<< PreviousNext >>

Code generation

Since I introduced the type system inside the compiler itself, I have been working on being able to actually implement a small language to better understand what needs to be in place. My current idea now is to implement a small language in C++, which I will later on use to implement the real Storm language. The main benefit of actually implementing the main language in a basic language is that I will be sure that everything needed is properly exposed to the runtime. Aside from that, I will be able to take advantage of the compiler itself much earlier. The downside is of course that if I later decide that I want to simplify the simple language, I will have to rewrite the implementation of the main language as well. I am not entirely sure that I will do it this way yet, but it seems like an interesting idea.

I have just been able to compile my first function in the simple language (currently called Basic Storm). This was a really simple function that simply returns a number, but even a simple function like that relies on suprisingly many internals of the compiler.
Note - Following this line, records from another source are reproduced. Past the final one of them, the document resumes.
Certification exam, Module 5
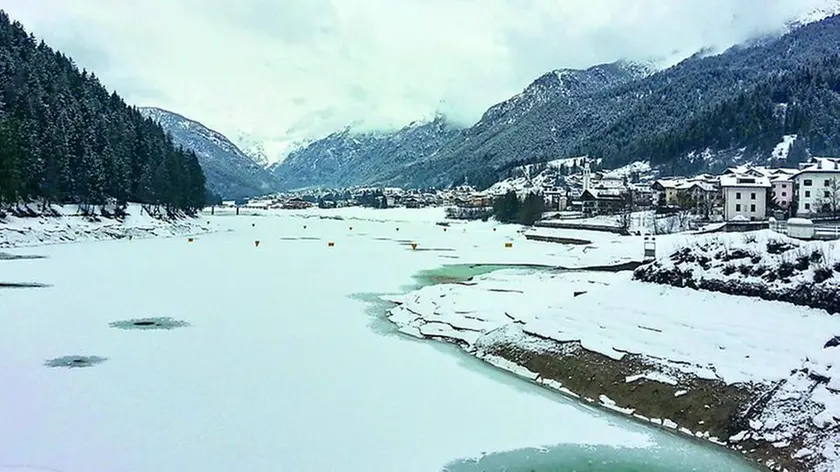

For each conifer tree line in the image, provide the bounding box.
[0,10,206,213]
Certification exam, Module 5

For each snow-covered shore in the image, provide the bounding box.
[635,230,840,313]
[389,247,840,471]
[0,204,211,248]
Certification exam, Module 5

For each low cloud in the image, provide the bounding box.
[0,0,836,161]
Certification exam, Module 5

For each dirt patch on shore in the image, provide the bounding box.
[475,332,810,472]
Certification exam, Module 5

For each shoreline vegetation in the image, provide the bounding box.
[383,264,836,471]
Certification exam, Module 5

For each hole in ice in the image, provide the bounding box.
[110,318,190,330]
[44,356,107,369]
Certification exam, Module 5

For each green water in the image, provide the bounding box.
[443,438,760,472]
[353,264,764,472]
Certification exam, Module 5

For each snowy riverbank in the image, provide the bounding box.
[389,262,840,471]
[635,230,840,316]
[0,204,211,248]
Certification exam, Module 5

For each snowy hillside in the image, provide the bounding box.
[636,230,840,313]
[236,132,271,168]
[788,0,840,29]
[0,203,210,248]
[270,115,460,189]
[140,108,276,199]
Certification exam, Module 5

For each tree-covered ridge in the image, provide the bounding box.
[0,10,205,213]
[391,16,840,186]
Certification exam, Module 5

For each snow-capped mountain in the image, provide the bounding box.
[788,0,840,29]
[474,61,656,130]
[270,115,460,189]
[236,131,271,168]
[139,108,276,199]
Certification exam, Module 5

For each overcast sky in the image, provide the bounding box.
[0,0,838,160]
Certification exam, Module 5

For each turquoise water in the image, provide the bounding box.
[354,264,764,472]
[444,438,760,472]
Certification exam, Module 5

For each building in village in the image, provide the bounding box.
[579,164,629,216]
[650,179,683,207]
[790,157,840,216]
[720,172,772,221]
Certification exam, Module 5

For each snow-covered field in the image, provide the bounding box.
[0,209,760,472]
[0,204,211,249]
[390,227,840,471]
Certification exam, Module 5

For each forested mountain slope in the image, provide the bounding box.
[388,17,840,186]
[140,108,277,199]
[0,11,205,212]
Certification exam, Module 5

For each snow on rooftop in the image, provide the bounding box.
[720,174,771,187]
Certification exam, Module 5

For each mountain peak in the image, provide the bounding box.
[788,0,840,30]
[138,107,276,198]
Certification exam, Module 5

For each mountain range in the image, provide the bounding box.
[139,107,278,199]
[144,6,840,195]
[270,11,840,189]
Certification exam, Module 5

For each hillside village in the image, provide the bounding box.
[236,157,840,230]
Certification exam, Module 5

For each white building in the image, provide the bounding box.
[791,157,840,215]
[720,174,772,221]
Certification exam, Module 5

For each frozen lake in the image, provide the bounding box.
[0,212,753,472]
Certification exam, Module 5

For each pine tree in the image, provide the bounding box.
[0,11,207,213]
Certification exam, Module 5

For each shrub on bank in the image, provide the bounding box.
[634,231,840,313]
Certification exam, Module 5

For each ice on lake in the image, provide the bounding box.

The first step is to identify that the source file actually contains a function. Then the compiler needs to figure out what machine code to generate, which includes keeping track of types in the machine code itself.

The source file that was properly compiled looks like this:

Int fn() {
    3;
}

It may look a little strange at first sight, but if you are familiar to a LISP dialect, think of it like (defun fn () 3) instead, and it should make sense. What I have done, mostly as an experiment, is to not differentiate expressions and statements. Instead, everything is an expression, even blocks. By default blocks return the value of the last expression (just like progn in LISP). I will later add some kind of return, both for blocks and for functions. An interesting consequence of this is that expressions like 1 + { 4; 5; } * 2, or even 2 + if (i == 3) { 3; } else { 4; } becomes legal. The first expression will returns 11, since the block returns the last expression (5). The second expression will return either 5 or 6, depending on the value of i. I have not yet implemented all these statements, and most importantly, no support for variables yet. But I think that should be fairly easy to do from now on.

Implementation

The implementation of a language starts with something I call a package reader. A package reader is an object that reads files from a language and provides the contents to the Storm compiler. When the compiler examines a package, it looks at the file extensions in the associated directory and loads each set of files with the package reader found in lang.<ext>.Reader. The reader is handed the files it is assumed to examine and then left on its own. For the Basic Storm language, the package reader does nothing more than parsing each file independently with syntax definitions.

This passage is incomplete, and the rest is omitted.